Constitutional lawyers and politicos may have been grabbing the popcorn at the prospect of a three-day Supreme Court hearing on the government’s decision to suspend parliament; but for those of less esoteric tastes the proceedings were likely to be dull- possibly reassuringly so. There is little more effective at assuaging fears of a judge-led constitutional coup than watching Lord Pannick explain, in his most measured of tones, why the prorogation was both justiciable and illegal.
For viewers of a stronger constitution, who stuck with it, Aiden O’Neill QC was a dramatic departure from the norm, opening on Tuesday with a bombastic display of oratory that careened from the Battle of Bannockburn to the iconography of the courtroom carpet.
Such a performance was less UK Supreme Court and more bright lights of Hollywood, but it did serve to emphasise the extraordinary nature of the proceedings that were taking place before the 11 justices- who themselves were a visual metaphor for the importance of the case, with the Supreme Court having only sat en banc once before, in the first Miller case.
Aidan O’Neill finishes as he began, on a flourish: “Listen to the angels of your better nature and rule this prorogation is unlawful, an abuse of power.

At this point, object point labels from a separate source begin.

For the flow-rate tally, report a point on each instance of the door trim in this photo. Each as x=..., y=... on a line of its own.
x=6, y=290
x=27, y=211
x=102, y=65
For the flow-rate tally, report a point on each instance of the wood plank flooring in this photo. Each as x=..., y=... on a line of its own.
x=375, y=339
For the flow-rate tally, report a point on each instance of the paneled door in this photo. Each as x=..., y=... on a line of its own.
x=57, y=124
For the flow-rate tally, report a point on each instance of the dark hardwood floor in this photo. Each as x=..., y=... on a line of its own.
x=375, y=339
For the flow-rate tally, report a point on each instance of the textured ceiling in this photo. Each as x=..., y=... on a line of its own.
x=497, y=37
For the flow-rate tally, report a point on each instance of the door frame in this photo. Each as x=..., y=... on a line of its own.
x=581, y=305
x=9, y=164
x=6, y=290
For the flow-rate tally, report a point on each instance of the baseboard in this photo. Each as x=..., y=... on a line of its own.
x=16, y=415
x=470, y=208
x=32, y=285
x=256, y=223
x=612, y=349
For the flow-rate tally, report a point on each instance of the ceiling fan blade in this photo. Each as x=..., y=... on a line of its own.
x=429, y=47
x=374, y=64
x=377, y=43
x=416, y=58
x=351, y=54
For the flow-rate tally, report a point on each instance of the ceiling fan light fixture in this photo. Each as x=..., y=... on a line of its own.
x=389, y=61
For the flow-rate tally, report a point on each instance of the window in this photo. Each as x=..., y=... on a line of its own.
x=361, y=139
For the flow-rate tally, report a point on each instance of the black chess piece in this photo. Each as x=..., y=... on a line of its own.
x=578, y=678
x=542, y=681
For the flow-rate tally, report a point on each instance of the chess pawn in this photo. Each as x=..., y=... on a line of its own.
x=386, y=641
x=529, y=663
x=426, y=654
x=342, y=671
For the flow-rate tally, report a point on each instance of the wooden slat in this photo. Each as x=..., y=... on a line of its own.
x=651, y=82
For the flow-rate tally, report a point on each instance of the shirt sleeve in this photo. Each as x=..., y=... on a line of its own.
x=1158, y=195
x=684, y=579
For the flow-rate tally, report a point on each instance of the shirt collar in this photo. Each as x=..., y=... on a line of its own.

This government is showing itself unworthy of our trust. Enough is enough. That is what truth speaking to power sounds like.”
— Dominic Casciani (@BBCDomC) September 18, 2019
Before O’Neill’s curtain call, all watching Pannick and Eadie’s submissions – two of the most elegant, effective and experienced advocates at the Supreme Court – could be forgiven for thinking the matter mundane. As Eadie laid his case before the court, it began to seem almost reasonable for the government to have unfettered control over parliament’s sitting. The issues seemed far removed from the political fray, the judges isolated in their ivory tower from the rumblings of disquiet below.
O’Neill’s argument extinguished this sense of tranquility, emphasising the political realities of the case. Deference, usually the hallmark of any advocate before the justices of the Supreme Court, was discarded, with O’Neill commanding the Vice President, Lord Reed, to ‘look perturbed, look upset, but [not to] look sceptical’. Whilst some may question such a style- and which Eadie’s eyebrows’ meanderings did all on their own- O’Neill’s delivery drove home the truly autocratic nature of the government’s prorogation. This was no mere dispute over an element of the executive’s power, but a conflict that went to the very core of the constitution, and O’Neill seemed determined to place that front and centre in the justices’ minds.
Whether this style was effective- or even necessary- has been subject to some dispute, not least on legal twitter. Certainly, such rhetoric shares more with the Roman Senate than the Supreme Court, but supporting all the rhetorical flourishes were clear points of principle, logic and law. Nor is O’Neill a mere ingenue before the justices, but a veteran of over 30 appearances before the Supreme Court, and whose style is doubtless familiar to the bench. Indeed, had they been dissatisfied by his submissions, it is unlikely that the justices would have been reticent in putting him in his place.
The brutal dispatching of Ronan Lavery QC, counsel for Northern Ireland, by Lord Wilson, telling him to ‘not abuse their politeness’ was a clear example of their willingness to shut down an advocate who has overstepped the mark.
Should, however, the court rule against the government, as the questions on remedies to Lord Pannick seemed to suggest they might, there may be some cause for regret on Miller’s side. The court made much of its neutrality and its focus on the law, and whilst strong legal and constitutional argument underpinned O’Neill’s submissions, there was a surfeit of dramatics that could easily be manipulated to suggest that the court’s reasoning was motivated by factors other than legal principle – something the Dominic Cummings will be happy to take full advantage of in any imminent general election.
To suggest that O’Neill, however, harmed Miller’s case does a disservice to both his advocacy and the intellectual heavyweights on the court, who are unlikely to struggle to look beyond kitsch like ‘Father of Lies’ to the principle beneath- and especially so when Lord Pannick was on hand to crisply conclude why the government’s case was so inadequate.
Legally, the approach was sound. Politically? We’ll have to wait and see.